Xeon Woodcrest Preys On Opteron

Page 8 of 11:

Advanced Smart Cache

The unified L2 cache probably is the feature that is mentioned first. It allows for a large L2 cache to be shared by two processing cores (2 MB or 4 MB). Caching can be more effective because data is no longer stored twice into different L2 caches any more (no replication). The full L2 cache is highly dynamic and can adapt to each core's load, which means that one single core may allocate 100% of the L2 cache area dynamically if this is required (on a line by line basis).

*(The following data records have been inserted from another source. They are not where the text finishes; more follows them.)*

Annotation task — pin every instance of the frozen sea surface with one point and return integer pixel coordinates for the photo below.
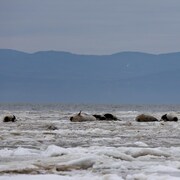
(107, 150)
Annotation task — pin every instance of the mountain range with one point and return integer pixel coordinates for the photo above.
(63, 77)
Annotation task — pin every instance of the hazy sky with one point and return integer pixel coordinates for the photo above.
(90, 26)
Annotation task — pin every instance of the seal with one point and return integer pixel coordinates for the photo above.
(82, 117)
(9, 118)
(145, 118)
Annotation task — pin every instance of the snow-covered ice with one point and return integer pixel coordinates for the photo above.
(105, 150)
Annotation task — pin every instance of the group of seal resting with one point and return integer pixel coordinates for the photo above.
(9, 118)
(80, 117)
(149, 118)
(86, 117)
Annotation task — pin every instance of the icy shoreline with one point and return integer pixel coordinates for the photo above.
(90, 150)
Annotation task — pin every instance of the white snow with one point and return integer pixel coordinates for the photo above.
(104, 150)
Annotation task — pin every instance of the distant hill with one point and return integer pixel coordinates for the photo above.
(126, 77)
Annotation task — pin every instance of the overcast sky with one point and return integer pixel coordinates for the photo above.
(90, 26)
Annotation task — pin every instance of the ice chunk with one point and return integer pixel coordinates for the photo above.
(82, 163)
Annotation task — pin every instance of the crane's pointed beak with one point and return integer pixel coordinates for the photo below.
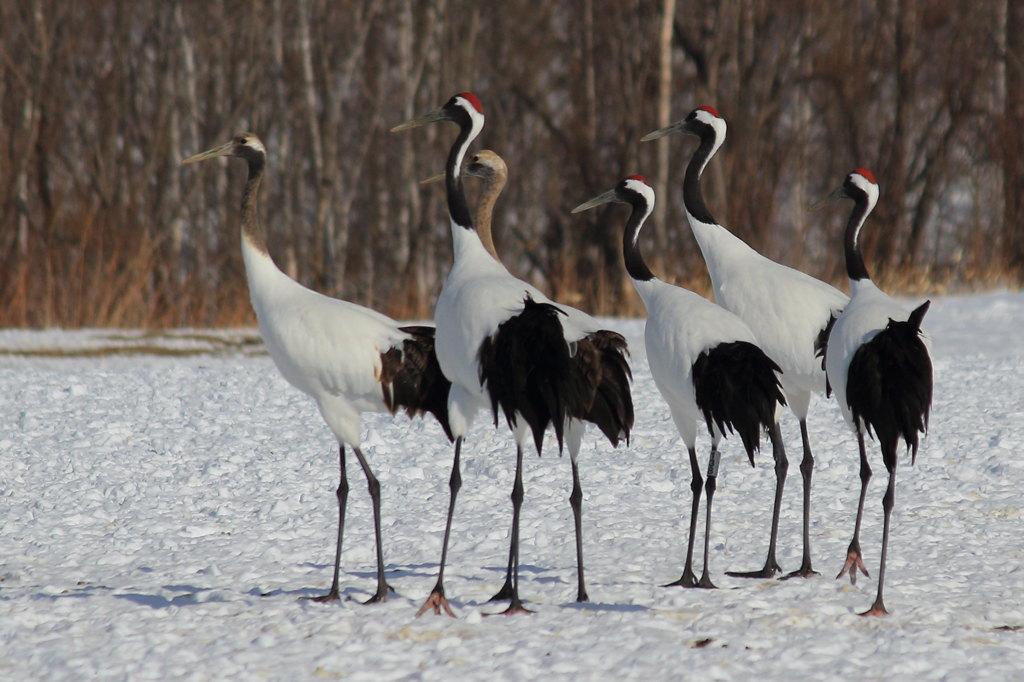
(436, 115)
(222, 151)
(606, 198)
(678, 126)
(838, 193)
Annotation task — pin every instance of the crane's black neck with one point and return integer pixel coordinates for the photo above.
(458, 206)
(692, 197)
(252, 224)
(854, 259)
(635, 264)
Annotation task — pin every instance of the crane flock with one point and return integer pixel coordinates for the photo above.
(772, 337)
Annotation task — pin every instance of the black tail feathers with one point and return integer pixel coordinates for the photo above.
(737, 389)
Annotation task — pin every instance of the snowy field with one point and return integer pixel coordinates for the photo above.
(166, 510)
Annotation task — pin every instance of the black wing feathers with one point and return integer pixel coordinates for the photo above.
(524, 367)
(411, 377)
(736, 388)
(601, 364)
(889, 385)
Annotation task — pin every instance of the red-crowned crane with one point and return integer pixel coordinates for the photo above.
(788, 311)
(491, 168)
(506, 345)
(347, 357)
(705, 360)
(879, 364)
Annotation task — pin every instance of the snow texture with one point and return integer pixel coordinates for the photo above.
(164, 515)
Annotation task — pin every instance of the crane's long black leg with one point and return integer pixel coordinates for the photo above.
(854, 559)
(879, 608)
(436, 600)
(710, 486)
(375, 496)
(576, 501)
(696, 482)
(806, 469)
(771, 566)
(515, 606)
(342, 495)
(506, 591)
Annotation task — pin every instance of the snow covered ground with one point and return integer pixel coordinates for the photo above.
(165, 511)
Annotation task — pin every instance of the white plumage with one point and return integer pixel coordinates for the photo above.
(787, 310)
(684, 335)
(347, 357)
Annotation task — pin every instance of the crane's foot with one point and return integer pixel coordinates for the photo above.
(380, 595)
(505, 593)
(878, 608)
(771, 569)
(854, 561)
(686, 580)
(333, 595)
(435, 602)
(706, 583)
(805, 570)
(514, 608)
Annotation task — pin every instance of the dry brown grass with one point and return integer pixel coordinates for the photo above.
(116, 278)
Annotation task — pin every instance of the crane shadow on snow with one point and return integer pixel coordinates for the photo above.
(189, 595)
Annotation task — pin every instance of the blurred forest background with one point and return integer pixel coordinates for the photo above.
(100, 99)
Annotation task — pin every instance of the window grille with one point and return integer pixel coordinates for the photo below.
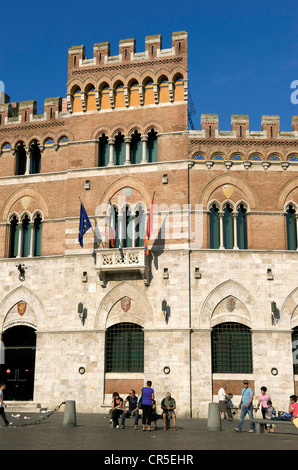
(231, 349)
(125, 348)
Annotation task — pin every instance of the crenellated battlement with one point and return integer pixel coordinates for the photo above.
(270, 128)
(79, 64)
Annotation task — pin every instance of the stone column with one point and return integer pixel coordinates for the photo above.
(144, 139)
(296, 217)
(28, 158)
(127, 141)
(111, 143)
(32, 238)
(235, 214)
(20, 224)
(221, 214)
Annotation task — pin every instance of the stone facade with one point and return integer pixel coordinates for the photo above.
(193, 173)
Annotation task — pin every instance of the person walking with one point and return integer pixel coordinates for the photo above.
(3, 405)
(263, 401)
(168, 405)
(246, 407)
(222, 399)
(147, 402)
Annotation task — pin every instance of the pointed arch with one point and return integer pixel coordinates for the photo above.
(110, 312)
(35, 316)
(254, 317)
(289, 311)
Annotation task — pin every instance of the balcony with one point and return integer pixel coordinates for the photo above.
(122, 260)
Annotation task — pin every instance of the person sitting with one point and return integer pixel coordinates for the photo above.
(168, 405)
(133, 409)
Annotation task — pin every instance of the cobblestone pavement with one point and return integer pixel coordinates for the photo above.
(93, 432)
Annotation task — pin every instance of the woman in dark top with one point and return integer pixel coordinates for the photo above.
(117, 408)
(147, 402)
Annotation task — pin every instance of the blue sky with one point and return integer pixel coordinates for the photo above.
(243, 56)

Sharing data also is more efficient now, because no front side bus load is generated while reading or writing into the cache (which is the case with the Pentium D), and there is no stalling when both cores are trying to access it. A good example that shows the advantages in multi-threaded environments is one core writing data into the cache, while the other may read something else at the same time. Cache misses are reduced, latency goes down, and access by itself also is faster now, because the Front Side Bus definitely was a limiting factor.

Smart Memory Access

After developing a clearly more efficient processing architecture and a powerful L2 cache, Intel wanted to make sure that these units get used as efficiently as possible. Each Core dual-core processor comes with a total of eight prefetcher units: two data and one instruction prefetcher per core and two prefetchers as part of the shared L2 cache. Intel says they can be fine-tuned for each of the Core processor models (Merom/Conroe/Woodcrest) in order to prefetch data differently, whether it is for mobile-, desktop- or server-class usage models.

A prefetcher gets data into a higher level unit using very speculative algorithms. It is designed to provide data that is very likely to be requested soon, which can reduce latency and increase efficiency. The memory prefetchers constantly have a look at memory access patterns, trying to predict if there is something they could move into the L2 cache - just in case that data could be requested next. At the same time, prefetchers are highly tuned to watch for demand traffic, which can be a sequential data flow. In this case, prefetched caching would not make much sense.